だから恭弥は、次は自分の番とばかりにディーノに抱きついた。
「ねえ。キスして」
「あ?何だよ突然」
「だってずるいよ、あなた達ばっかり」
「やめろ!思い出させるな!」
一旦は落ち着いたみたいだったのに、ディーノは再び半狂乱で意味の分からない事を叫び出す。
余程、先の一件については触れられたくないらしい。
「頼むからおかしな想像すんじゃねえぞ。あいつとはそういうんじゃないからな」
「そういうって、何」
「言わせんな!くっそあいつ、暫くメシの量減らしてやる!」
メシ抜き、と言わないあたりがディーノらしい。
強請ったキスは貰えなかったけれど、ぎゅうぎゅう強く抱き締められて沢山与えられた大好きな匂いと温もりがそれを上回ったから、恭弥はご機嫌に喉を鳴らす。

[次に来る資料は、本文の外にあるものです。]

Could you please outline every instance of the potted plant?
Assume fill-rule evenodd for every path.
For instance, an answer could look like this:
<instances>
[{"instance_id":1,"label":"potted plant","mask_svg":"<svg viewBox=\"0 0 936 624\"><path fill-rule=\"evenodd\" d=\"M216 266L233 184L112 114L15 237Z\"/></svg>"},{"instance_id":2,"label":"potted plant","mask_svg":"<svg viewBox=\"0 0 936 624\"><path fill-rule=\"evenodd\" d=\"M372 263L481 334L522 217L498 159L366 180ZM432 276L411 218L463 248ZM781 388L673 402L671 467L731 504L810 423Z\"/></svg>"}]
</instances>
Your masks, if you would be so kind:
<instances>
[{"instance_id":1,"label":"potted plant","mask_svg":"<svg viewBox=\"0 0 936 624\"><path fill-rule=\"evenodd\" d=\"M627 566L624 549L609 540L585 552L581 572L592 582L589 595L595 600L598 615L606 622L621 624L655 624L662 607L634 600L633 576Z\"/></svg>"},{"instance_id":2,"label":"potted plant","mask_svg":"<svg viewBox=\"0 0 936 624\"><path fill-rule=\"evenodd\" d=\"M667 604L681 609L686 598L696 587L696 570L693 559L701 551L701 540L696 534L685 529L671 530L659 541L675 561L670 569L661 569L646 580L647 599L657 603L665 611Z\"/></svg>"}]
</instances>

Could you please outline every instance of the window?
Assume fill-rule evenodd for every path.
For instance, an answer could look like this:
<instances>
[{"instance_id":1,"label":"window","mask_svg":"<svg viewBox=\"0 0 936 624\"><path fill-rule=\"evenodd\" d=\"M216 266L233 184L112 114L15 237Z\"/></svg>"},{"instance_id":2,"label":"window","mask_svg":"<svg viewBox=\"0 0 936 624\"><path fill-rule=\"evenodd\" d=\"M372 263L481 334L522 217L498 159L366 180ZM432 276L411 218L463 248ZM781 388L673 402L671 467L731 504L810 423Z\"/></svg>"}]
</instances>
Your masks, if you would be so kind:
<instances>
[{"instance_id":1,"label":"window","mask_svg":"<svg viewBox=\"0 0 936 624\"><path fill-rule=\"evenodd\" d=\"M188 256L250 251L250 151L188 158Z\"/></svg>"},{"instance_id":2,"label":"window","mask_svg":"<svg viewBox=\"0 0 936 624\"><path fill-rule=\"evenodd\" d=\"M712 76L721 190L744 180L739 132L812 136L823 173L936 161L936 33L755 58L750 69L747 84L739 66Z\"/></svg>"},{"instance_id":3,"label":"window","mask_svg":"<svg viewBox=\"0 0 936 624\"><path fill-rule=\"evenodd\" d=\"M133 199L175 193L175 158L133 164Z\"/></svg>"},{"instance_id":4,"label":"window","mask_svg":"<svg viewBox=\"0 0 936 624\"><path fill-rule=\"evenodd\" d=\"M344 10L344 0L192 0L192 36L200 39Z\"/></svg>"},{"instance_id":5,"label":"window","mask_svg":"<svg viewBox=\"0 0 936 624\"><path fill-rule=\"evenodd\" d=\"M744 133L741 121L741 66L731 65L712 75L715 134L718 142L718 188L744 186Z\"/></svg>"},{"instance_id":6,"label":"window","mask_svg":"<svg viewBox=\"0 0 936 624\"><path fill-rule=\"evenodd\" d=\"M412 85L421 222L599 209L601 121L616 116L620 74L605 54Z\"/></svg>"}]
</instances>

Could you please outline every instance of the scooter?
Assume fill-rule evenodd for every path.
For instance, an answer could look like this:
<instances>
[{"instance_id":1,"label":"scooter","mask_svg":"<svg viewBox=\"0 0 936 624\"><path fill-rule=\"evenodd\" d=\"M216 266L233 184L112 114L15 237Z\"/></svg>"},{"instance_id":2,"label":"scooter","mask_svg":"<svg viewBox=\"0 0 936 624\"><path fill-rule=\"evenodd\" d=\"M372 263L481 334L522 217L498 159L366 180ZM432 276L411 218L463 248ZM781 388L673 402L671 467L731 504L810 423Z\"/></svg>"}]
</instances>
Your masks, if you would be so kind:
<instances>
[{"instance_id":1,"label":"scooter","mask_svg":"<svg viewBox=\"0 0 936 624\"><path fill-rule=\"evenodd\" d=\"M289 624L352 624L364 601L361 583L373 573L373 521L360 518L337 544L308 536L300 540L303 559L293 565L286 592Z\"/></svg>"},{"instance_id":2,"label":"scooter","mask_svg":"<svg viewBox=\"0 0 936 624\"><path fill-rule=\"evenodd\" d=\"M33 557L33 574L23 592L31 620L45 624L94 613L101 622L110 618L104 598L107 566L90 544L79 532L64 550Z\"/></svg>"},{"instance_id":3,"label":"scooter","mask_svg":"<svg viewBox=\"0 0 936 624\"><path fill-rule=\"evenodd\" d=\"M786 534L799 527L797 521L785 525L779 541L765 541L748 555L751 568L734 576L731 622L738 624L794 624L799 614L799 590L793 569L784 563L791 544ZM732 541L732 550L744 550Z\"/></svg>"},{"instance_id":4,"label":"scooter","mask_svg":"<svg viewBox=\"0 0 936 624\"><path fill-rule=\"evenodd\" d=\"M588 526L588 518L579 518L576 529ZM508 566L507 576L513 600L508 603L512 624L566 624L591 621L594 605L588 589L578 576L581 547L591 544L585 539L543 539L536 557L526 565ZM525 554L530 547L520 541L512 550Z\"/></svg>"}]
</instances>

後でもうひとりの飼い主の所にも行って、同じように甘えよう。
彼もきっと沢山の嬉しさをくれるに違いない。
そうやってバランスを取り、時に崩し、形を変えながらも、根は変わらぬ気持ちを抱き続ける。
そんな風に、三人一緒にこれからも過ごすのだ。
今より少しだけ先の未来を想像したら、恭弥の喉が軽やかにくるると鳴った。